Сидели долго, говорили много, плакали, смеялись, вспоминали…

Дмитрий Андреевич Орехов возвращался домой после работы. Дорога занимала всего двадцать минут энергичной ходьбы, и он старался не пользоваться транспортом — когда еще выкроишь время на прогулки или спорт, лучше уж каждый день проходить пешочком сорок минут. Правда, утром он преодолевал этот путь бодро и весело, а вот обратно — с усталостью и напряжением. Порой, после трудного дня, хотелось скинуть халат, сесть в кабинете в кресло, закрыть глаза и, как по мановению волшебной палочки, очутиться дома. Можно, конечно, проехать пять остановок троллейбусом, но вечная толчея, ожидание на остановке напрочь отбивали охоту пользоваться городским транспортом, уж лучше рассчитывать на собственные ноги. Самое трудное — это первые пять минут: выйти из здания больницы и начать движение к дому. Потом наступало облегчение, усталость постепенно улетучивалась, ритм ходьбы слегка завораживал и отвлекал от мыслей о тяжести рабочего дня. Потом приходили в голову стихи, а знал их Митя великое множество, запоминал буквально с первого прочтения и уже никогда не забывал. Так и шагал, проборматывая про себя невесть как и почему вспомнившиеся именно сейчас строфы.

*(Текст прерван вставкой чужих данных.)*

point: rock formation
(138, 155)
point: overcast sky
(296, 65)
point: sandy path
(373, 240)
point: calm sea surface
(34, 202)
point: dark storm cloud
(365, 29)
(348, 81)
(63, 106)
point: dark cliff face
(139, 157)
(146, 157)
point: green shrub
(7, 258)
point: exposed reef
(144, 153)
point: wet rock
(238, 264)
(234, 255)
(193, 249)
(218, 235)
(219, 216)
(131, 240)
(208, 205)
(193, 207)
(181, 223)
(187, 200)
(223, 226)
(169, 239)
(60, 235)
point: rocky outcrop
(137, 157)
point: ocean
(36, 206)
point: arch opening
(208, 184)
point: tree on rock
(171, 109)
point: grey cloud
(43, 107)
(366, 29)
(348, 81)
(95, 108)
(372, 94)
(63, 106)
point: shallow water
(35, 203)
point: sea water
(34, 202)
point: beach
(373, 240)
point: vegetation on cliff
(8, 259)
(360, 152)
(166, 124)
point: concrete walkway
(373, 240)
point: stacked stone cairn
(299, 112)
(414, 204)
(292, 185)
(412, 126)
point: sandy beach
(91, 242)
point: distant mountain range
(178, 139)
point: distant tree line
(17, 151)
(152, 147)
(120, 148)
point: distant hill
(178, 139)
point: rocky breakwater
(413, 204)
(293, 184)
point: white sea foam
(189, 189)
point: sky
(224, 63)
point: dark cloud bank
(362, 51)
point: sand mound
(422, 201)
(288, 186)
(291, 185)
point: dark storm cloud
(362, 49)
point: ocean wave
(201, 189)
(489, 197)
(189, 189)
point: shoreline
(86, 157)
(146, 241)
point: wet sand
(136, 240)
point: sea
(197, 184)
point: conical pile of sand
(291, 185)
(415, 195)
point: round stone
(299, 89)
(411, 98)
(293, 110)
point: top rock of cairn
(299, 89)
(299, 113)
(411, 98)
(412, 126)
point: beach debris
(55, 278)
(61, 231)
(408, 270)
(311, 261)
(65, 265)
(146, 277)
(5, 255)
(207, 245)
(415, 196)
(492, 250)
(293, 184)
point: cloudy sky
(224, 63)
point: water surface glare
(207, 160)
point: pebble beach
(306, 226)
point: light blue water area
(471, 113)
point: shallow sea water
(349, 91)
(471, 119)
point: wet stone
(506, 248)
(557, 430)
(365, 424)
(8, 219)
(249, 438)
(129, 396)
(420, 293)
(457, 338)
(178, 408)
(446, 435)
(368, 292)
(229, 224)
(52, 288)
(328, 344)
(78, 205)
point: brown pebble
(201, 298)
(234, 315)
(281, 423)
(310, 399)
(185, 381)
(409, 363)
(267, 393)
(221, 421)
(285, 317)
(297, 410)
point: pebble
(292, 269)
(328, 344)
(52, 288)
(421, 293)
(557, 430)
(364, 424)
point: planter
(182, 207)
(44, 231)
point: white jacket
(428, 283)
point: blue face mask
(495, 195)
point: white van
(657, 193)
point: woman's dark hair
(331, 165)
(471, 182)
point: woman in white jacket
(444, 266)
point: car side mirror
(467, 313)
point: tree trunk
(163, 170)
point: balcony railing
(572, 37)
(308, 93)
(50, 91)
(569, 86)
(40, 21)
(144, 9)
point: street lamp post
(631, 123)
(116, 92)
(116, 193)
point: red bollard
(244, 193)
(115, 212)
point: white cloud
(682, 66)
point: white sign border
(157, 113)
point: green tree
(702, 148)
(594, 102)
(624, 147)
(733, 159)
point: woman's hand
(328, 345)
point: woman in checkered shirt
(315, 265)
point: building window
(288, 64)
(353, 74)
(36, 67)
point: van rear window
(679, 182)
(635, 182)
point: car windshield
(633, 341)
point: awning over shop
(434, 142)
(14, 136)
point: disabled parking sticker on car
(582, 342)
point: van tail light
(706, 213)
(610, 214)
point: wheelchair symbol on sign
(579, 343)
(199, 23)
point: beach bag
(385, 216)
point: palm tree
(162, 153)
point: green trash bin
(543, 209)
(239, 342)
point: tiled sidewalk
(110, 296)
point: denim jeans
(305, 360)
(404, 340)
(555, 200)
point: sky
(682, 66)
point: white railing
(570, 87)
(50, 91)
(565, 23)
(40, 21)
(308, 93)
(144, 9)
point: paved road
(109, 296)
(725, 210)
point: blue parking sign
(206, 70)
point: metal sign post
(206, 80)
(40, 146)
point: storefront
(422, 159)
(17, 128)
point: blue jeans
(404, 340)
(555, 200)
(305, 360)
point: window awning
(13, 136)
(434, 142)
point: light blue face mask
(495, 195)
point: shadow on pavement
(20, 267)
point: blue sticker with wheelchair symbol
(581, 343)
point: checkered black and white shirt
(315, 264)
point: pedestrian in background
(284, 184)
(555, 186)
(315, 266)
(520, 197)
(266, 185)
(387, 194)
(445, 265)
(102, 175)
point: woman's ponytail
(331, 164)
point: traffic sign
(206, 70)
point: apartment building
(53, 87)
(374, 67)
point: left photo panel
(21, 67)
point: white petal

Сегодня он вспомнил Пастернака:

Стоит октябрь, зима при дверях,

Тоскует лета эпилог,

А море знай хлобыщет в берег.

Прибоя порванный белок.

Почему эти стихи? Возможно, потому, что стояла осень, правда, не октябрь, а уже ноябрь, а может, оттого, что давно мечталось о море, таком доступном в студенческие годы, а теперь, увы, ставшем всего лишь мечтой…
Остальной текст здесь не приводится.